A rebel fighter monitors a street in the Old City of Aleppo yesterday. Aleppo, Syria’s second city and former industrial powerhouse, has been divided between rebel control in the east and regime control in the west since shortly after fighting began there in mid-2012.


Agencies/Beirut

Syrian government troops yesterday used chlorine gas to push back Islamic State militants trying to capture a major air base in eastern Syria, a watchdog said.
The Syrian Observatory for Human Rights said that heavy bombardment and use of chlorine gas by troops of President Bashar al-Assad had forced the militants to stop their push into Deir al-Zor military airport.
The Britain-based Observatory, which relies on a network of activists inside Syria, added that cases of suffocation had occurred among IS fighters because of the gas.
The extremists also retreated from a hill overlooking Deir al-Zor due to intense bombardment by regime warplanes.
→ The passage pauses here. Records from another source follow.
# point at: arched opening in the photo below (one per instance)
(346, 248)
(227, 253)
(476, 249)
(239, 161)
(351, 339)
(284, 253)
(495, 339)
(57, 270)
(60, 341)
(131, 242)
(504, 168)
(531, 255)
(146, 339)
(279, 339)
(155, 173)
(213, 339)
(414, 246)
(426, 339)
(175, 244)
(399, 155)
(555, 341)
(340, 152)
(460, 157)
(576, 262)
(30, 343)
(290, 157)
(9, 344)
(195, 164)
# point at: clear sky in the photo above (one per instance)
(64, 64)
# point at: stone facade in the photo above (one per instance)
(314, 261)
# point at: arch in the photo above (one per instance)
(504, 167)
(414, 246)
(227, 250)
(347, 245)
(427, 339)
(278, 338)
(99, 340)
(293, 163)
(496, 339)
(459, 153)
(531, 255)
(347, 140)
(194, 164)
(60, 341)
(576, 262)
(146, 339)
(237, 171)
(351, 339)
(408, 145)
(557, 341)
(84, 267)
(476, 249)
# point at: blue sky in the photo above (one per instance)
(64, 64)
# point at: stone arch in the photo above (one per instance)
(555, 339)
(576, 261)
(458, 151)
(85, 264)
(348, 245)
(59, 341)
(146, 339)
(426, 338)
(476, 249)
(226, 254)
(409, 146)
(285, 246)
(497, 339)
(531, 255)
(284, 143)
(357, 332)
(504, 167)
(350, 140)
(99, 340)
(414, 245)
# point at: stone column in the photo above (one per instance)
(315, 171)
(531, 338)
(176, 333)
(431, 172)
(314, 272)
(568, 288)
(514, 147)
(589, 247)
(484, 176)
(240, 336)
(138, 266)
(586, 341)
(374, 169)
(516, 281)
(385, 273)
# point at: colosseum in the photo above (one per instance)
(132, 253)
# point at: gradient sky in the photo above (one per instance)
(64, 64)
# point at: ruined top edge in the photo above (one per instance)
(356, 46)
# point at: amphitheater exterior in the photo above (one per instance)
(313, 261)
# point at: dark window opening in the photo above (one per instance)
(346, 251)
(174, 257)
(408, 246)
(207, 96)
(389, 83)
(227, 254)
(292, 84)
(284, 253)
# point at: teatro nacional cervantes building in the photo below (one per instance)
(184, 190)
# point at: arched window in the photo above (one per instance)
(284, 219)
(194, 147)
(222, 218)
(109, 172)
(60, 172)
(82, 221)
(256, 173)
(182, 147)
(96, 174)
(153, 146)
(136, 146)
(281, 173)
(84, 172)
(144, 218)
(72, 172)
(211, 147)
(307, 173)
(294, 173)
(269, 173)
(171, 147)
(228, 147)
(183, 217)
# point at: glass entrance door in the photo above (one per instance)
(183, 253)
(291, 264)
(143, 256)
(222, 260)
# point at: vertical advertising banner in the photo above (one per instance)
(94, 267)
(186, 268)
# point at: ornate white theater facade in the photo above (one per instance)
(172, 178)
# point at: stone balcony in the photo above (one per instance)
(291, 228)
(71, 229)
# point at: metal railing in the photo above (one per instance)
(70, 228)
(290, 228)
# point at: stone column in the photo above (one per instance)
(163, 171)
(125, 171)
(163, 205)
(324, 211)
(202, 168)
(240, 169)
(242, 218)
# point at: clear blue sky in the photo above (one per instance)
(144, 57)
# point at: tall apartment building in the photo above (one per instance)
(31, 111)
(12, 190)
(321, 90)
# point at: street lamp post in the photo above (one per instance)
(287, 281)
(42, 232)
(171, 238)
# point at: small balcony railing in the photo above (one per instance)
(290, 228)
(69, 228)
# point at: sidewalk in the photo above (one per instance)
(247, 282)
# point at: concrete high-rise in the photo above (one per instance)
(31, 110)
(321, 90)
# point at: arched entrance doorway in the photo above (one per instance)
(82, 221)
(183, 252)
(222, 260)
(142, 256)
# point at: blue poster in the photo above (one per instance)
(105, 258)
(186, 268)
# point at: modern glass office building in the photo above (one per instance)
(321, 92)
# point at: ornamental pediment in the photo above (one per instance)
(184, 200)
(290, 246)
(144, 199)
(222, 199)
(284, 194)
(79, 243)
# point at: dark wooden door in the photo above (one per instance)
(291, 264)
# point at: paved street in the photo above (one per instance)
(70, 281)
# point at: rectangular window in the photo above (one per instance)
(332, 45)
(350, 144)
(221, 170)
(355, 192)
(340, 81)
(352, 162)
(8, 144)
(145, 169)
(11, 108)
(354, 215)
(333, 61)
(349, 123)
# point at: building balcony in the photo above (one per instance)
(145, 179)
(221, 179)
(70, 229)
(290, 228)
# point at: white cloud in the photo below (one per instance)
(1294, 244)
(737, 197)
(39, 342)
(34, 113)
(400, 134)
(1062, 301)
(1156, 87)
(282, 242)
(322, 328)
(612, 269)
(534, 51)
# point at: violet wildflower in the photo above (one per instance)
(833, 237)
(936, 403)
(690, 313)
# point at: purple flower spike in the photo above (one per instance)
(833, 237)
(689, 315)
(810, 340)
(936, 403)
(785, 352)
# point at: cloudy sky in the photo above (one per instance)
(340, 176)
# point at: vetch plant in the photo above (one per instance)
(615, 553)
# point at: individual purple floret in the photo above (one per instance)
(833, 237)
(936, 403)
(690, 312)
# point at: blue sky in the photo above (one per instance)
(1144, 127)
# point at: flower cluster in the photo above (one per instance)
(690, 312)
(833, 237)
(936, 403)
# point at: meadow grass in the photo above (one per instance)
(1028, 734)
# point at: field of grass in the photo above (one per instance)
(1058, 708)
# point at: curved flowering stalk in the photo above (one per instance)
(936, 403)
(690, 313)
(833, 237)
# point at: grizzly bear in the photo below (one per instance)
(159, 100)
Earlier yesterday, fighters from the Al Qaeda splinter group began storming the air base in a bid to take full control of the oil-rich region.
Head of the Observatory Rami Abdel Rahman said IS insurgents had already captured parts of the eastern side of the air base.
At least 101 extremists and 51 regime troops have been killed in clashes, air strikes and suicide attacks in the area in the past three days, according to the Observatory.      
Syrian television meanwhile reported a campaign by the army against what it called “terrorists” - a term used to describe rebels fighting to oust Assad.
“Our brave troops managed to hit an Islamic State convoy near the Deir al-Zor military airport,” the broadcaster said without giving further details.
The militant group began an offensive this week to capture the air base, one of the regime’s last strongholds in the province.
Deir al-Zor lies between the IS-controlled province of Raqa and the Iraqi border. Losing the battle of Deir al-Zor would be a major blow for Assad’s regime.
Deir al-Zor would be the second Syrian province after Raqa to fall into the hands of IS, which already controls considerable swathes of territory in Iraq.
Islamic State has been under pressure from US air strikes in Syria since September, but that has not stopped it from launching attacks on Assad’s forces and other targets to expel government forces and rival rebels.